Después
de entrar en un análisis profundo sobre la actuación de la Alemania nazi
durante la Segunda Guerra Mundial como base para erigir lo que es mi segunda
novela (ahondando en la persecución y genocidio de judíos y otros grupos
minoritarios de Europa y norte de África), reviví el sufrimiento de unas 11 ó
12 millones de personas sobre el marco de un hecho histórico terrible, de
brutal envergadura. Seguidamente me topé con la Inquisición y lo que averigüé
me sobrecogió. Nuevamente me movilicé en un viaje hacia lo más oscuro de
nuestro pasado, visité el museo de Santillana del Mar, escalofriante lugar que
alberga objetos y maquinaria de tortura del “Santo Oficio”, y me zambullí en la
elaboración de otra novela. El Tribunal de la Inquisición, creado por el papa
Gregorio IX para perseguir a los que ellos mismos denominaban “enemigos de la
fe”, juzgó, torturó y asesinó a un número de personas imposible de precisar. Durante
estos breves, pero intensos, recorridos por la historia estoy convencida de que
todo, absolutamente todo cuanto podamos imaginar es superado por la realidad.

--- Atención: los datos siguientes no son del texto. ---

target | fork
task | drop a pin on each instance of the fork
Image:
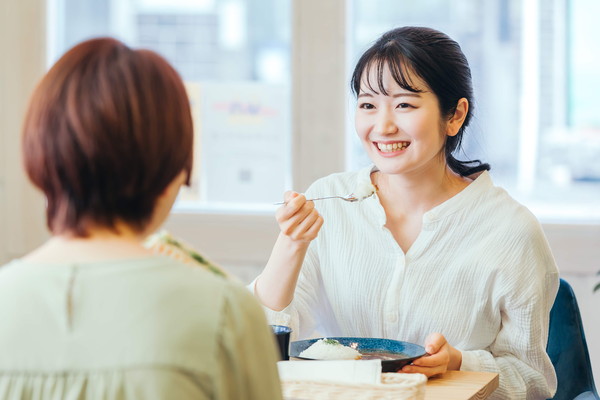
(350, 198)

Pues la realidad de nuestro pasado está asentada sobre cimientos tan innobles
como lo son el fanatismo, el integrismo, la discriminación, la xenofobia, el
racismo y todo lo que estos términos encierran y conllevan. Reiterando lo
dicho, después de conocer los detalles más significativos de nuestro pasado,
reciente o lejano, ningún triunfo me hace sentirme orgullosa ni me considero
integrante de ningún bando, religión o ideología concreta.
Recuerdo
con estupor los conceptos erróneos que nos transmitían en nuestra infancia a
través de películas de cine o tebeos. Veíamos películas haciendo distinciones
entre malos y buenos, aunque todos fueran iguales y buscaran lo mismo, y
respirábamos tranquilos cuando eran los “nuestros” los que ganaban. A los niños
se les regalaba armas de juguete con las que luchaban, haciéndose daño por
cierto, y bolsitas de patéticos soldaditos verdes de plástico con los que
recrear las guerras y motines más sangrientos. Inconscientemente, quiero creer,
la sociedad enseñaba la historia tal como era, como la conocían, sin reparar en
que lo más acertado era terminar con antiguas y erróneas creencias
transmitiendo verdaderos valores, desmitificando conceptos y derribando
estereotipos.
En
la actualidad existen personajes que pasarán a la Historia pero, a diferencia
de los referidos hasta ahora, entrando por la puerta grande. El pasado 18 de
julio se celebró el día de Nelson Mandela, personaje icono de la lucha contra
el apartheid en Sudáfrica. Esta conmemoración, para quienes conocemos los
detalles, nos evoca muchas cosas, pero sobre todo una: el triunfo de la razón y
la libertad sobre la soberbia y el despotismo colonizador. Porque no debemos
olvidar que detrás de cada breve reseña histórica se encierra mucho más de lo
que se cuenta. La figura de Mandela representa la lucha silenciosa, la
resistencia pacífica, la esperanza de un pueblo discriminado que pasó de una
dictadura segregacionista blanca hasta la democracia multirracial. Y a mí, al
observar su imagen con detenimiento, me impresiona su sonrisa: tan sincera como
impecable, para nada atenuada por el paso de los años. No encuentro ni un
atisbo de rencor en sus ojos risueños; y su porte, allá por donde se encuentre,
resulta intachable. Ha dejado bien claro que en su ya legendaria figura no hay
nada fingido. Y todo aquel que haya visto “Invictus” habrá quedado conmovido al
ver en escena la gran lección que un ser humano que pasó 27 años en la cárcel
ha dado al mundo mientras se repetía a sí mismo que, pese a todo, era un hombre
libre y el dueño de su alma.
A
lo largo del tiempo el hombre ha sometido, maltratado y asesinado por
ideologías, creencias y ansias de dominación y poder. Y yo me pregunto,
observando con recelo la experiencia que atesoramos: ¿qué sería de la raza
humana sin el ejemplo y coraje de verdaderos héroes que, con dolor y lágrimas,
lucharon por la justicia, la libertad, los derechos humanos y la democracia?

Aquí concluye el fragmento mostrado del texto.